Tienes que tener las ideas y las agallas para llevarlas a cabo. No tocaré nada
que no pueda controlar hasta el final. Y con lo que no pueda divertirme. Nada
vale la pena si no te diviertes. Lillian Hellman no me dirige la palabra en
absoluto" Entrevista en The New York Times Feb. 13, 1966.
“Todo en esa
película fue una decepción, y estoy seguro de que todos los directores han
pasado por la misma experiencia al menos una vez.
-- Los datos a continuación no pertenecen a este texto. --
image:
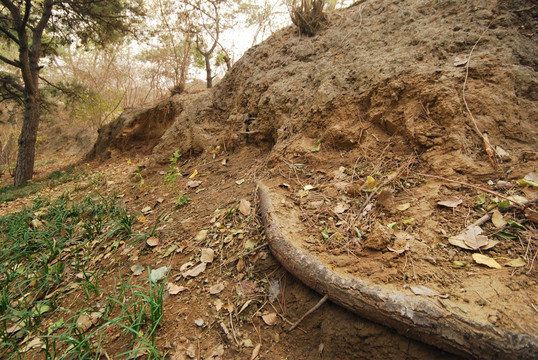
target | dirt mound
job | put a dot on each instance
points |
(377, 98)
(139, 130)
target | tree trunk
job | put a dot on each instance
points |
(27, 140)
(209, 77)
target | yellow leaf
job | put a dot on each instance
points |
(403, 207)
(497, 219)
(519, 262)
(486, 260)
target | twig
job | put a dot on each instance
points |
(474, 187)
(233, 330)
(484, 138)
(486, 217)
(247, 253)
(323, 299)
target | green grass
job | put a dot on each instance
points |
(10, 192)
(37, 246)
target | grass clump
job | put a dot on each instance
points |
(10, 192)
(41, 247)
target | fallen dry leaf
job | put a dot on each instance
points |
(519, 262)
(193, 183)
(385, 199)
(423, 290)
(244, 207)
(218, 304)
(341, 208)
(202, 235)
(174, 289)
(486, 260)
(195, 271)
(450, 203)
(497, 219)
(403, 207)
(215, 289)
(471, 239)
(152, 241)
(208, 255)
(270, 319)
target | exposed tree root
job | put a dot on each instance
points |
(413, 316)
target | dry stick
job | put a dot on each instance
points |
(323, 299)
(474, 187)
(484, 138)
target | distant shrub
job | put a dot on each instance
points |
(308, 15)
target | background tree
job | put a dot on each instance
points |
(36, 28)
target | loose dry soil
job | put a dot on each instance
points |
(346, 128)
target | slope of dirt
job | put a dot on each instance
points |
(348, 126)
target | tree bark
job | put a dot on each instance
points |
(29, 55)
(27, 140)
(209, 76)
(412, 316)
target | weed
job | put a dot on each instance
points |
(34, 243)
(170, 177)
(10, 193)
(182, 200)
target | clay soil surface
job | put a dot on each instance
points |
(380, 164)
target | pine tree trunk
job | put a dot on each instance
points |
(27, 140)
(209, 77)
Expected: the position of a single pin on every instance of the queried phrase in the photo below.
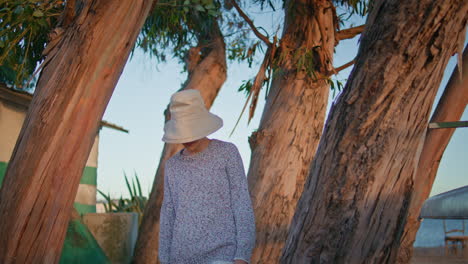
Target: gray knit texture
(207, 212)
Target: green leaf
(210, 7)
(38, 13)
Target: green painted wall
(80, 246)
(84, 208)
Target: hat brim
(183, 131)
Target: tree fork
(208, 76)
(357, 195)
(450, 107)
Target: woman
(206, 216)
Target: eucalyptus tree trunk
(207, 68)
(450, 108)
(357, 196)
(292, 122)
(83, 65)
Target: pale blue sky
(143, 93)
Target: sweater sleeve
(167, 216)
(242, 206)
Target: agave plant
(136, 203)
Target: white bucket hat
(190, 120)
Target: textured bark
(207, 73)
(356, 198)
(291, 124)
(71, 95)
(450, 108)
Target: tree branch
(251, 24)
(349, 33)
(344, 66)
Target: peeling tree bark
(356, 198)
(450, 108)
(207, 73)
(292, 122)
(71, 95)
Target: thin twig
(349, 33)
(344, 66)
(251, 24)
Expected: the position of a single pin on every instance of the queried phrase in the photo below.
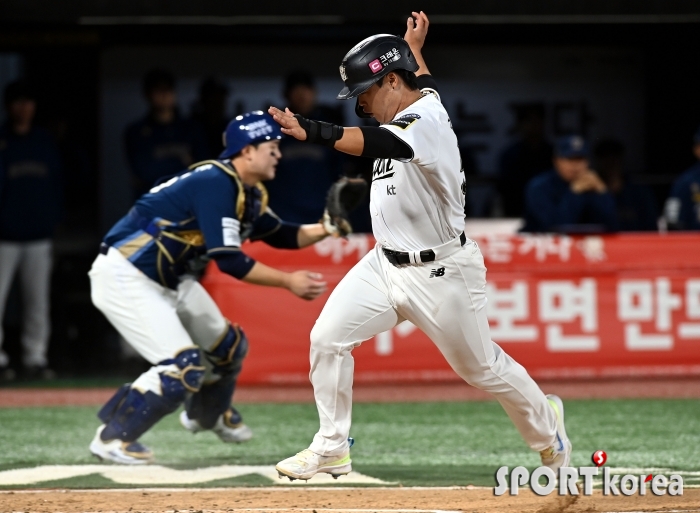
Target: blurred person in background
(210, 112)
(78, 173)
(298, 192)
(30, 209)
(527, 157)
(635, 203)
(571, 197)
(682, 209)
(162, 142)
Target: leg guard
(214, 398)
(131, 412)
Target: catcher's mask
(249, 128)
(370, 60)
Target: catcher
(145, 283)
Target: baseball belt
(416, 257)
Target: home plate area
(156, 475)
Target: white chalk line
(243, 489)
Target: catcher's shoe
(127, 453)
(226, 430)
(559, 454)
(306, 464)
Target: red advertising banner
(587, 306)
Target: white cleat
(117, 451)
(306, 464)
(559, 454)
(224, 428)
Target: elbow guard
(235, 264)
(319, 132)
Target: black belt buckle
(397, 258)
(402, 258)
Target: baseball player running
(144, 281)
(423, 268)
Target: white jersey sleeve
(418, 130)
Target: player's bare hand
(416, 30)
(589, 181)
(307, 285)
(289, 124)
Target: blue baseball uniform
(204, 212)
(145, 282)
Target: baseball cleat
(117, 451)
(226, 430)
(306, 464)
(559, 454)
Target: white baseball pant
(158, 322)
(450, 309)
(33, 261)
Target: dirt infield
(581, 389)
(319, 500)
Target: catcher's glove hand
(343, 196)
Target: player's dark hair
(254, 145)
(18, 90)
(158, 78)
(408, 78)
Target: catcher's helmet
(370, 60)
(249, 128)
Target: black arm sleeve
(285, 237)
(427, 82)
(236, 264)
(381, 144)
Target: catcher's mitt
(343, 196)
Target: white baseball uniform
(418, 205)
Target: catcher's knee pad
(188, 376)
(214, 398)
(131, 412)
(228, 354)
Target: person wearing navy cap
(162, 142)
(682, 209)
(571, 198)
(145, 283)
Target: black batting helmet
(370, 60)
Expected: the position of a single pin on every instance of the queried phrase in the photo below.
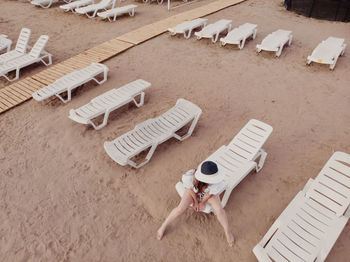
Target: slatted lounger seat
(76, 4)
(214, 30)
(71, 81)
(46, 3)
(187, 27)
(239, 35)
(150, 133)
(328, 52)
(238, 158)
(20, 49)
(311, 224)
(106, 103)
(91, 10)
(37, 54)
(5, 43)
(112, 14)
(275, 41)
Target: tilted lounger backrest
(23, 40)
(331, 188)
(247, 143)
(39, 46)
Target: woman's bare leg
(186, 200)
(215, 203)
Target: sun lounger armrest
(307, 186)
(260, 254)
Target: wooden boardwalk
(21, 91)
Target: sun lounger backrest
(247, 143)
(39, 46)
(23, 40)
(331, 188)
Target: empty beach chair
(214, 30)
(238, 158)
(71, 81)
(239, 35)
(46, 3)
(37, 54)
(106, 103)
(150, 133)
(187, 27)
(5, 43)
(311, 224)
(76, 4)
(328, 52)
(112, 14)
(275, 41)
(94, 8)
(20, 49)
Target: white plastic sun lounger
(71, 81)
(239, 35)
(46, 3)
(187, 27)
(275, 41)
(76, 4)
(106, 103)
(311, 224)
(5, 43)
(238, 158)
(150, 133)
(94, 8)
(20, 49)
(328, 52)
(214, 30)
(37, 54)
(128, 9)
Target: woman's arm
(195, 201)
(204, 201)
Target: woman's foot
(160, 233)
(230, 239)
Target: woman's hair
(200, 186)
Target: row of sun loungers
(91, 9)
(18, 58)
(326, 52)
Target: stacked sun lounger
(311, 224)
(328, 52)
(71, 81)
(238, 158)
(108, 102)
(5, 43)
(37, 54)
(147, 135)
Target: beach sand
(63, 198)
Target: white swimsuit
(212, 189)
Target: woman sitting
(201, 186)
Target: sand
(64, 199)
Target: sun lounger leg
(13, 79)
(254, 33)
(263, 156)
(226, 196)
(104, 123)
(142, 98)
(48, 62)
(148, 157)
(103, 80)
(241, 45)
(190, 130)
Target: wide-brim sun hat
(208, 172)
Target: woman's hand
(195, 206)
(201, 206)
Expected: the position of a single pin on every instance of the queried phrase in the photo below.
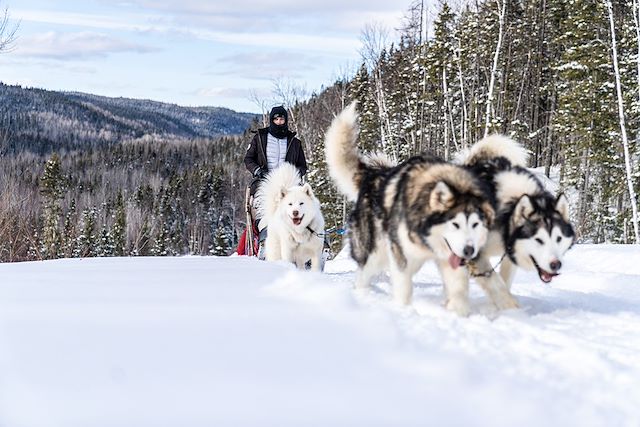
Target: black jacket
(256, 156)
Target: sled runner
(248, 244)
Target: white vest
(276, 151)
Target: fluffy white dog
(293, 218)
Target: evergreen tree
(52, 187)
(118, 231)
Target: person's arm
(302, 161)
(251, 157)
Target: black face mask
(279, 131)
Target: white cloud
(332, 28)
(79, 45)
(233, 93)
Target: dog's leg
(456, 285)
(494, 287)
(507, 272)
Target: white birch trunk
(636, 21)
(623, 128)
(501, 15)
(465, 114)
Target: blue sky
(189, 52)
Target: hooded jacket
(256, 156)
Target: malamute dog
(295, 225)
(404, 215)
(532, 228)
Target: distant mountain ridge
(42, 120)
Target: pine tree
(52, 188)
(118, 231)
(586, 115)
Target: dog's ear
(489, 213)
(441, 197)
(283, 193)
(523, 209)
(307, 189)
(562, 206)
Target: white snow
(235, 341)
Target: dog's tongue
(455, 261)
(547, 277)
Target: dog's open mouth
(544, 275)
(455, 261)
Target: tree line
(560, 76)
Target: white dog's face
(460, 238)
(540, 247)
(464, 236)
(298, 204)
(543, 252)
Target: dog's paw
(507, 302)
(459, 306)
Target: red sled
(248, 244)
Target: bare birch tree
(7, 32)
(623, 128)
(374, 40)
(502, 9)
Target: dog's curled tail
(343, 158)
(494, 146)
(272, 188)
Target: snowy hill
(42, 120)
(238, 342)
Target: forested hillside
(84, 175)
(42, 121)
(126, 177)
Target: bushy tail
(270, 190)
(344, 161)
(495, 146)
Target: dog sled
(249, 240)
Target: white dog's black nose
(468, 251)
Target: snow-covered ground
(234, 341)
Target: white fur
(511, 185)
(341, 152)
(281, 200)
(498, 145)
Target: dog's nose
(467, 251)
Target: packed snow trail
(207, 341)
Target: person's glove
(260, 172)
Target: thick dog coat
(421, 209)
(293, 217)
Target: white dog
(293, 217)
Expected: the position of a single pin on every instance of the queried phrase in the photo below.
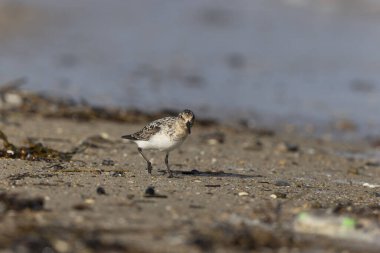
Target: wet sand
(235, 189)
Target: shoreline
(235, 189)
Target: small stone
(108, 162)
(213, 138)
(101, 191)
(117, 174)
(89, 201)
(61, 246)
(280, 195)
(150, 191)
(281, 183)
(287, 147)
(255, 146)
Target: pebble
(214, 138)
(279, 195)
(150, 191)
(255, 146)
(108, 162)
(281, 183)
(61, 246)
(371, 185)
(89, 201)
(101, 191)
(287, 147)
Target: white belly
(161, 142)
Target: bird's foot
(149, 168)
(170, 174)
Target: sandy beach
(235, 189)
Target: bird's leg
(167, 165)
(149, 168)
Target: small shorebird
(163, 134)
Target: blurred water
(263, 59)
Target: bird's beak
(188, 125)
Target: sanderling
(163, 134)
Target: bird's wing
(147, 131)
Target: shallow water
(298, 60)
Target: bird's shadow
(197, 173)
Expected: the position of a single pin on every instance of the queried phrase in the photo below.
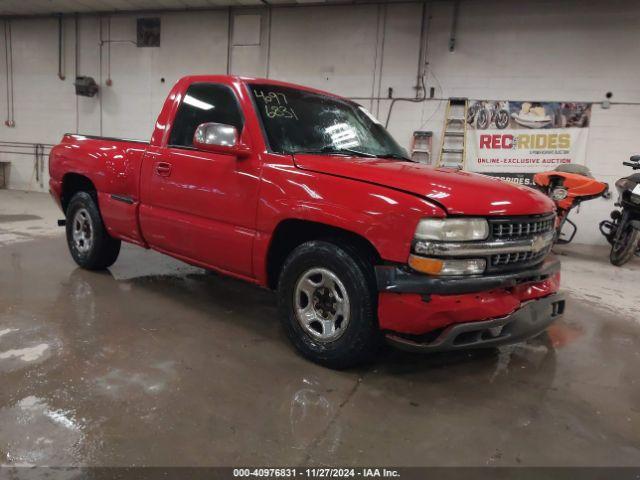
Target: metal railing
(38, 151)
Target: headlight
(436, 266)
(452, 229)
(559, 193)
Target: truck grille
(519, 258)
(521, 227)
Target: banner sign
(514, 140)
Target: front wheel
(328, 301)
(624, 249)
(89, 243)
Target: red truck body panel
(220, 212)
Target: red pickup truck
(305, 192)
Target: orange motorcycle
(568, 186)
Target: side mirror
(221, 138)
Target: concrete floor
(159, 363)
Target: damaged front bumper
(531, 319)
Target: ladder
(454, 134)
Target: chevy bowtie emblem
(538, 243)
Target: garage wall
(533, 49)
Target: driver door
(197, 205)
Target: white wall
(532, 49)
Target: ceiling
(52, 7)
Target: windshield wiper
(338, 151)
(395, 156)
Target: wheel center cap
(324, 302)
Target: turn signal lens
(434, 266)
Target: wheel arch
(73, 183)
(291, 233)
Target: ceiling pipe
(61, 65)
(454, 26)
(149, 11)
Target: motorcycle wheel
(483, 119)
(623, 250)
(502, 119)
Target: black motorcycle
(623, 230)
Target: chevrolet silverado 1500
(306, 193)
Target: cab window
(202, 103)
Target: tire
(627, 247)
(90, 245)
(483, 117)
(502, 119)
(324, 281)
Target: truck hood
(460, 193)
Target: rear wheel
(90, 245)
(328, 301)
(623, 250)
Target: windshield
(299, 121)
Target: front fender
(387, 218)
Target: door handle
(163, 169)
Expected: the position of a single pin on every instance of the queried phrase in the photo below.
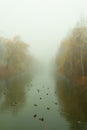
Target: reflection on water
(14, 95)
(73, 103)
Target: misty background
(42, 24)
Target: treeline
(14, 57)
(71, 61)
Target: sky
(40, 23)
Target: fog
(42, 24)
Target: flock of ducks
(48, 108)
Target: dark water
(41, 104)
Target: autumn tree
(71, 59)
(15, 57)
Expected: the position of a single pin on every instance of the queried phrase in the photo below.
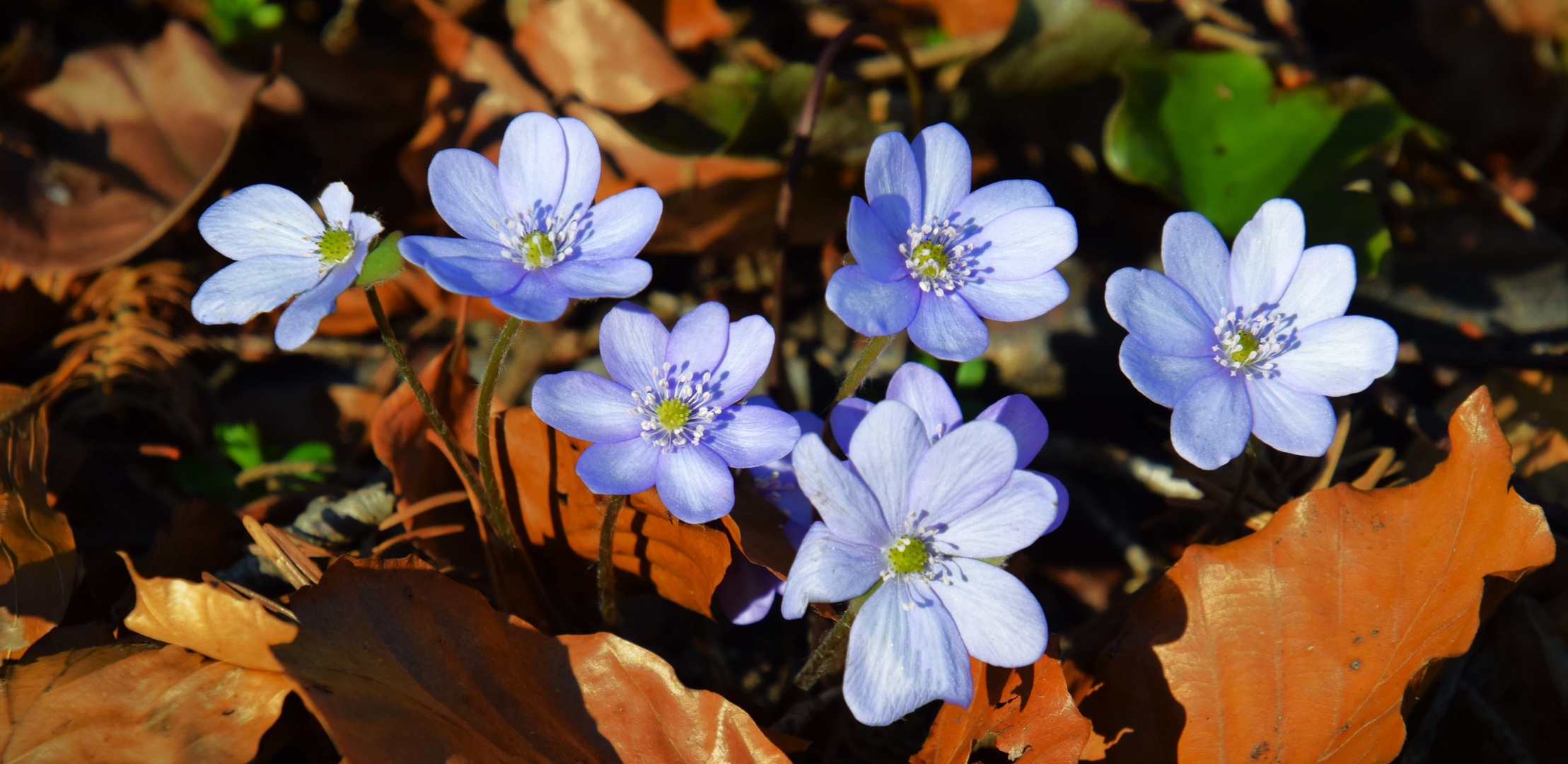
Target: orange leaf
(403, 664)
(538, 478)
(137, 703)
(170, 112)
(601, 51)
(209, 618)
(1024, 712)
(1297, 644)
(38, 568)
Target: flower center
(538, 242)
(934, 256)
(675, 410)
(335, 245)
(1252, 340)
(908, 556)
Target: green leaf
(1214, 134)
(242, 443)
(383, 262)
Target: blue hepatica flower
(919, 521)
(283, 250)
(532, 236)
(748, 589)
(935, 257)
(670, 413)
(1248, 340)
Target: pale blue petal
(632, 345)
(253, 286)
(590, 279)
(1294, 422)
(996, 199)
(620, 468)
(869, 306)
(893, 183)
(698, 341)
(872, 245)
(747, 357)
(1197, 260)
(465, 267)
(905, 652)
(840, 494)
(922, 390)
(1023, 243)
(1020, 416)
(943, 156)
(620, 226)
(466, 190)
(747, 436)
(1211, 422)
(1159, 314)
(582, 167)
(305, 314)
(337, 204)
(1015, 300)
(587, 405)
(830, 568)
(847, 418)
(1323, 284)
(1010, 520)
(535, 299)
(960, 473)
(1266, 255)
(695, 484)
(948, 328)
(998, 617)
(1159, 377)
(532, 163)
(1340, 357)
(261, 220)
(885, 452)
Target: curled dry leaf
(1323, 618)
(137, 137)
(538, 478)
(1024, 712)
(38, 568)
(567, 46)
(135, 703)
(402, 664)
(209, 618)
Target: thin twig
(605, 564)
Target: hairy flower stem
(828, 654)
(482, 418)
(497, 515)
(605, 565)
(863, 366)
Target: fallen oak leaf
(1024, 712)
(207, 618)
(132, 703)
(402, 664)
(1323, 618)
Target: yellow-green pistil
(538, 251)
(335, 245)
(1245, 345)
(673, 415)
(908, 556)
(930, 260)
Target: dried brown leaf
(38, 567)
(1297, 642)
(135, 703)
(168, 115)
(405, 666)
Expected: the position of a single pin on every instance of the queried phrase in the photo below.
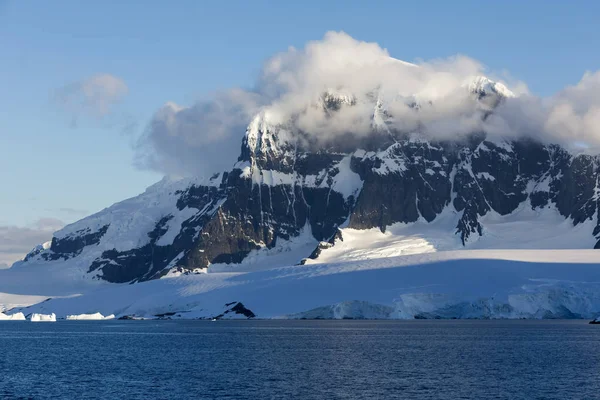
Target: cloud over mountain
(296, 88)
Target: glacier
(390, 226)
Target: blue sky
(57, 163)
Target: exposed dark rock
(403, 180)
(238, 308)
(73, 244)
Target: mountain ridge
(286, 181)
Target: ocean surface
(300, 360)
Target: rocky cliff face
(281, 187)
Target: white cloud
(206, 137)
(17, 241)
(93, 97)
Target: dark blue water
(300, 359)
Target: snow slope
(451, 284)
(528, 264)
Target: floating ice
(12, 317)
(89, 317)
(42, 317)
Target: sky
(81, 82)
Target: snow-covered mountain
(349, 203)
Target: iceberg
(12, 317)
(90, 317)
(42, 317)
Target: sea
(283, 359)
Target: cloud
(16, 241)
(93, 97)
(72, 211)
(200, 139)
(333, 87)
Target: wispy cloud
(206, 136)
(92, 97)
Es una lástima, porque podría
haber sido una gran película" Interviews with Film Directors
(1967), editado por Andrew Sarris.
Sin embargo, si
bien tuvo un discreto éxito en su estreno, la película fue elogiada por la
crítica, y Dave Kehr la calificó como una de las obras 'más personales y
febrilmente creativas' de Penn.
En cuanto a Lillian
Hellman también sufrió en su obra los recortes y modificaciones no deseadas de Sam
Spiegel, como cuenta la biógrafa del productor Natasha Fraser-Cavassoni:
«Desde el principio,
Hellman estuvo de acuerdo con Spiegel en que La jauría humana "debería ocuparse de una
sociedad que no está demasiado alejada de la vida en la frontera". Ella
subrayó que "una sociedad así llevaría consigo la violencia, o la
posibilidad de ella, porque debe albergar a muchas personas desplazadas que
descubren que las fronteras ya no existen". También añadió que
"Texas, a diferencia de la mayor parte del Sur, es rico y poderoso, y a
menudo muestra una especie de ira porque sus convicciones no gobiernan al resto
de Estados Unidos... Yo diría que esta es una de las razones de los escupitajos
a Adlai Stevenson y, posiblemente, una de las razones del manejo —no el asesinato en sí—
del crimen de Kennedy. También explica lo del Sr. Ruby"».
«Después de que Hellman entregara el guion, Spiegel seguía sintiendo que necesitaba trabajo y trajo a Ivan Moffat (Gigante, 1956; Suave es la noche, 1962) para reescribirlo. "Era una mala versión de Solo ante el peligro [1952]", admitió Moffat, cuya propia reelaboración del libreto también incluyó nuevas versiones del propio Horton Foote. Cuando Hellman leyó el nuevo borrador, no quedó satisfecha y declaró: "la mordacidad, la frescura y la crítica se han perdido por completo en muchos fragmentos, y se ha filtrado una cualidad anticuada aunque bastante bien organizada"».
A pesar de todas estas modificaciones y recortes, la realidad es que la película ha sobrevivido como un fiel retrato de la época en que fue rodada.